BENTONVILLE, AR – After making arrangements to acquire one of its largest international e-commerce rivals in Flipkart this month, Walmart has announced robust first quarter results including significant revenue and net sales increases.
"We delivered a solid first quarter, and we're encouraged by the continued momentum across the business," said Doug McMillon, President and CEO, in a press release. "We're transforming to better serve customers. We are changing from within to be faster and more digital, while shaping our portfolio of businesses for the future. Our strong cash flow and balance sheet provide flexibility to do so. I want to thank our associates and our leadership team for the choices they're making, their strong sense of urgency and the actions they're taking. Our people make the difference, and I'm proud to work with them."
Highlights from the company’s Q1 report include:
- Total revenue was $122.7 billion, an increase of $5.1 billion, or 4.4%. Excluding currency, total revenue was $120.7 billion, an increase of $3.2 billion, or 2.7%
- GAAP EPS declined 28% and Adjusted EPS2 increased 14%
- Walmart U.S. comp sales1,2 increased 2.1%, and comp traffic increased 0.8%
- Sam's Club comp sales increased 3.8% led by comp traffic growth of 5.6%. Tobacco sales negatively impacted comp sales by approximately 140 basis points
- Net sales at Walmart International were $30.3 billion, an increase of 11.7%. Excluding currency, net sales were $28.3 billion, an increase of 4.5%. Eight of eleven markets posted positive comp sales, including our four largest markets
- The company generated $5.2 billion in operating cash flow
According to a CNBC report, the company bested Wall Street’s expectations for both earnings and revenue, bolstered by a 33 percent increase in online sales and strong sales from Sam’s Club—particularly in the realm of fresh food.

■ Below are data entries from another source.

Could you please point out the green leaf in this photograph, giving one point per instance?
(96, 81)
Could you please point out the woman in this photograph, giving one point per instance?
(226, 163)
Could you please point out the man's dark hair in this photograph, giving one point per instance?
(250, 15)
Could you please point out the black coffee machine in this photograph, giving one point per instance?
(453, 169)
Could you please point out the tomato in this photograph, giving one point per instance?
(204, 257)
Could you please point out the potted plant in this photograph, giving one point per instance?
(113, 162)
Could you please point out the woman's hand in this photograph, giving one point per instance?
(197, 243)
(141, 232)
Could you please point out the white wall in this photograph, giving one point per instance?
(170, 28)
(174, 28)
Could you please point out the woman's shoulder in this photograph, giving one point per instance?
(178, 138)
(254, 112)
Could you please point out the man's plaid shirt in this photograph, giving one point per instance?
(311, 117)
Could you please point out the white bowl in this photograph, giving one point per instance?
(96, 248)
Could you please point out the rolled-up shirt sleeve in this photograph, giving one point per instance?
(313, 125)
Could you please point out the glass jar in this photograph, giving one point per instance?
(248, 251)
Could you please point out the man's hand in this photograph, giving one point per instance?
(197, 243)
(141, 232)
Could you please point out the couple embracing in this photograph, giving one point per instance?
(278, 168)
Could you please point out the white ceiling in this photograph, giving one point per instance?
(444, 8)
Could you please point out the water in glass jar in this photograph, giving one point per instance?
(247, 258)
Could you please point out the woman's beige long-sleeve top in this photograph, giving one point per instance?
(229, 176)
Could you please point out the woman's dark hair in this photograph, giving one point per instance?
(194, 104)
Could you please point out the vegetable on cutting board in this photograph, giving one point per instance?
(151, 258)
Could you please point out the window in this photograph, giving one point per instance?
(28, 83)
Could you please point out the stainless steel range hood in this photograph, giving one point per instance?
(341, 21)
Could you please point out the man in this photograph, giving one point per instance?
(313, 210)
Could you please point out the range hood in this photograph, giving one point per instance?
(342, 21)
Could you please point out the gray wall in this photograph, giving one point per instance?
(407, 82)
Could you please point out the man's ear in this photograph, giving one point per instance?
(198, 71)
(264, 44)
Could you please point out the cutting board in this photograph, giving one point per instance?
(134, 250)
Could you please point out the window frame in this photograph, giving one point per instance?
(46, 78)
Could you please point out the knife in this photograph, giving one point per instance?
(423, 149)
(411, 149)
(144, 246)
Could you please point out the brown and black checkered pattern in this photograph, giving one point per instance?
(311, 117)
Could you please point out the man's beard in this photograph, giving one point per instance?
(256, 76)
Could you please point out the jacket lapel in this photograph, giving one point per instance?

The company also noted that it divested from banking operations in Walmart Canada and Chile and also sold controlling interest in its U.K. subsidiary ASDA to Sainsbury, this quarter, in exchange for cash and approximately 42 percent of the combined company.
On May 9, 2018, Walmart signed definitive agreements to become the largest shareholder in Flipkart, pledging $16 billion to acquire roughly 77 percent of the e-commerce platform pending regulatory approval. The investment in Flipkart is expected to negatively impact fiscal year 2019 EPS by approximately $0.25 to $0.30—though the company will wait until Q2 to update its full year guidance.